Wayhome - the fintech challenging the traditional homeownership industry with their approach to Gradual Homeownership. They provide help to aspiring homeowners who can't buy the kind of home they really need or want with a mortgage.
Part of Wayhome's unique offering is that buying and owning with their help doesn't carry any interest or debt, making the product Shariah compliant. As a result, the Islamic community is a significant segment of their target audience.
However, targeting based on religious beliefs can prove to be difficult as platforms are rightfully set up to guard against discriminatory practices such as excluding based on religion. Our challenge was to find a way to positively expand our targeting to encompass more users that identify with Islam, effectively and at scale.
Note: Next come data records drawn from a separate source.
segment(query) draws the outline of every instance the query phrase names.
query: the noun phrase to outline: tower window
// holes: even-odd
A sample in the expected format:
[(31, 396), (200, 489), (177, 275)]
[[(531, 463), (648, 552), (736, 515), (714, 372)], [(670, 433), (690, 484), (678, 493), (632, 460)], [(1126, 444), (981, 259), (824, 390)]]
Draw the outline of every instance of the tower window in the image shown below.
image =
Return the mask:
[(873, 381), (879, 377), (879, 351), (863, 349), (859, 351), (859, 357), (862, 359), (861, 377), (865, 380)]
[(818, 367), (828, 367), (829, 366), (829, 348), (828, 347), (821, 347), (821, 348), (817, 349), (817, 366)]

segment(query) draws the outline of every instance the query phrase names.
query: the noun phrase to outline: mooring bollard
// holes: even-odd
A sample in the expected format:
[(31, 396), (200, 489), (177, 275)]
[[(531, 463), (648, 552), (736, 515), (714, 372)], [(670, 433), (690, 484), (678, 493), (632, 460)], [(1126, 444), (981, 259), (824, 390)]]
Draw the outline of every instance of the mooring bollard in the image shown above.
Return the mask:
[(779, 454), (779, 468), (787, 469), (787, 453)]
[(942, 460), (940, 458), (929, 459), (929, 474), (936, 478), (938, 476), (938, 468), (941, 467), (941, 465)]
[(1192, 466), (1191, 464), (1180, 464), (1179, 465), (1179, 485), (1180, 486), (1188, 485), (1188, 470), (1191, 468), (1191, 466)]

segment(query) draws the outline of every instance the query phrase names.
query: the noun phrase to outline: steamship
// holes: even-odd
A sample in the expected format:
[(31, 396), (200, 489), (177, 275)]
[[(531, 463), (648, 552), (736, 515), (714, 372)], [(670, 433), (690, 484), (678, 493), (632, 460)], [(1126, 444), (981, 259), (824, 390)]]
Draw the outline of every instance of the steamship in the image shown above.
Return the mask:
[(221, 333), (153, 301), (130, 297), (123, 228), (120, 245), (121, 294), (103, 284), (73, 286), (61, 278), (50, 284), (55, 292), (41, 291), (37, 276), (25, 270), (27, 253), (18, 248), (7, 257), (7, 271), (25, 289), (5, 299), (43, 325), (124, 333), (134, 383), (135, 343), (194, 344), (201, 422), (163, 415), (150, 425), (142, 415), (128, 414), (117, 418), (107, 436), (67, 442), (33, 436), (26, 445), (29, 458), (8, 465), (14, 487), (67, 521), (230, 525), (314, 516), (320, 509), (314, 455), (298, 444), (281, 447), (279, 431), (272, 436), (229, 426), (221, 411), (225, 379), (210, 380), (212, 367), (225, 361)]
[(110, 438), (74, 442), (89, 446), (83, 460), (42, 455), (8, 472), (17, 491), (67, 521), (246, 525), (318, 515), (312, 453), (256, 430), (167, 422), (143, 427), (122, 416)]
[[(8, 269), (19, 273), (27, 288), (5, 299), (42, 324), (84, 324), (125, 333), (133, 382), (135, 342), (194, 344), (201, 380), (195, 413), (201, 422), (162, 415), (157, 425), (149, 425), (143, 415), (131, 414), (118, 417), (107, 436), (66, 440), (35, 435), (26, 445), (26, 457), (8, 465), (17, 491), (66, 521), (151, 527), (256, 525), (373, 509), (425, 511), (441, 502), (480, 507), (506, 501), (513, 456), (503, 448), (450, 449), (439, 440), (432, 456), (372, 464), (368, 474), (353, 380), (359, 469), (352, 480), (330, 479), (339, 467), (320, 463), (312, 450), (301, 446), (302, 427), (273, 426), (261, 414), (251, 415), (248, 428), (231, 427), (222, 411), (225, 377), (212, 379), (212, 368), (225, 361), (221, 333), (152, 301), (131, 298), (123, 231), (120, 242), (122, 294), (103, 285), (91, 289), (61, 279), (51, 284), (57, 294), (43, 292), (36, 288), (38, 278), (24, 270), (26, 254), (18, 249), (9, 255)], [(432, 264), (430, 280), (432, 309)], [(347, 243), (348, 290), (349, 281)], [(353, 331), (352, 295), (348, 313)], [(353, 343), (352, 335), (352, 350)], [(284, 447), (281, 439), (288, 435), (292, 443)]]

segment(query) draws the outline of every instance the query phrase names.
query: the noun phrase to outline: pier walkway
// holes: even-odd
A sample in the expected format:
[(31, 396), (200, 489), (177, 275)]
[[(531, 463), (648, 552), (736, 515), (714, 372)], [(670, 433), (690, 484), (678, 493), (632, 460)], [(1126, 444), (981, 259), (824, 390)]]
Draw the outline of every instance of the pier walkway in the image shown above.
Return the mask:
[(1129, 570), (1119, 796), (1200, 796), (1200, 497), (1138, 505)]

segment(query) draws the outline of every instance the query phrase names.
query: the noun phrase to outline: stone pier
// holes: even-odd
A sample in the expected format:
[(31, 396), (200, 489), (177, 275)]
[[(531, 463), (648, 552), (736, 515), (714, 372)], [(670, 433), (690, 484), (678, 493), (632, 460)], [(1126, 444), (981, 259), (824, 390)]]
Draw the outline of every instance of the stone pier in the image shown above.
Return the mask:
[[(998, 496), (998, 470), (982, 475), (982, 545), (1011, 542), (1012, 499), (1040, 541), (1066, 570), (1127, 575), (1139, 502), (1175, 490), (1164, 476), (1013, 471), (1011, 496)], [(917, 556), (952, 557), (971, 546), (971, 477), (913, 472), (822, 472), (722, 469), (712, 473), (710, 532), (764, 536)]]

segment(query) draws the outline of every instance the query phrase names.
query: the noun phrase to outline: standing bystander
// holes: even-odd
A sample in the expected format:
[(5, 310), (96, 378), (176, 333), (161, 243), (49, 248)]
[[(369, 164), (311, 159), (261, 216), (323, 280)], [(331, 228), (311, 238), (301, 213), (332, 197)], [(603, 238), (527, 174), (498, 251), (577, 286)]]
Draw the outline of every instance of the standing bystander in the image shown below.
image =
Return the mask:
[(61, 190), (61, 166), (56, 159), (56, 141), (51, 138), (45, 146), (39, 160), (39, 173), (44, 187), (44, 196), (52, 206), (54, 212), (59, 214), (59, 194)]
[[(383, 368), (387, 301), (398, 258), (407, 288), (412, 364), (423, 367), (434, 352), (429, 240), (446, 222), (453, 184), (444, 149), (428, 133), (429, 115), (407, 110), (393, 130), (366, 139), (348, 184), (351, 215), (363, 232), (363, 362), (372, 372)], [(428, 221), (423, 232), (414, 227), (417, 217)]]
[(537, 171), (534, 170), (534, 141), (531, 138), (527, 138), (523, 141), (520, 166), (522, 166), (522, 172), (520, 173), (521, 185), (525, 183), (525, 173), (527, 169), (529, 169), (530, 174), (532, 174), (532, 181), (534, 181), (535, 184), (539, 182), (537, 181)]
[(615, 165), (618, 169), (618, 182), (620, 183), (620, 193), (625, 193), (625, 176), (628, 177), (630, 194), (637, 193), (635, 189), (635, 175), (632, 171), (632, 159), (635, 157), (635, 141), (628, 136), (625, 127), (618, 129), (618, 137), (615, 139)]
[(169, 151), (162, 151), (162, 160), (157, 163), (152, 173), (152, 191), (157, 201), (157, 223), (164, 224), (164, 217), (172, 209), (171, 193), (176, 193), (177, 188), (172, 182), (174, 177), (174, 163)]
With our performance marketing experts on hand we built our first campaigns manually. We did our research and focused on interests and behaviours that may be consistent with members of the Islamic Community.
We started from the ground up and leveraged Facebook to reach out to those that share interests with common TV channels, Islamic competitor banks and religious holidays such as Eid.
Once these campaigns were set we started seeing healthy results, but we didn’t want to stop there. Their CPA was comfortable but we wanted to deliver greater volume and optimise CPA down.
We sent all traffic from Shariah-related campaigns, including search and social, to a single, highly-relevant landing page, which enabled us to segment and target the right audience with the right messaging. We were then able to leverage the Facebook pixel and create lookalike audiences based on users visiting this landing page to expand our reach.
After the first 4 weeks the overall CPA on lookalike campaigns were half of the original campaigns, with CPA on areas such as Berkshire dropping by a substantial amount.
The campaigns also allowed us to cast the net wider than interest targeting would ordinarily allow, increasing the volume of suitable customers and providing an under-served population in the housing market with an entirely new way for them to get on the property ladder.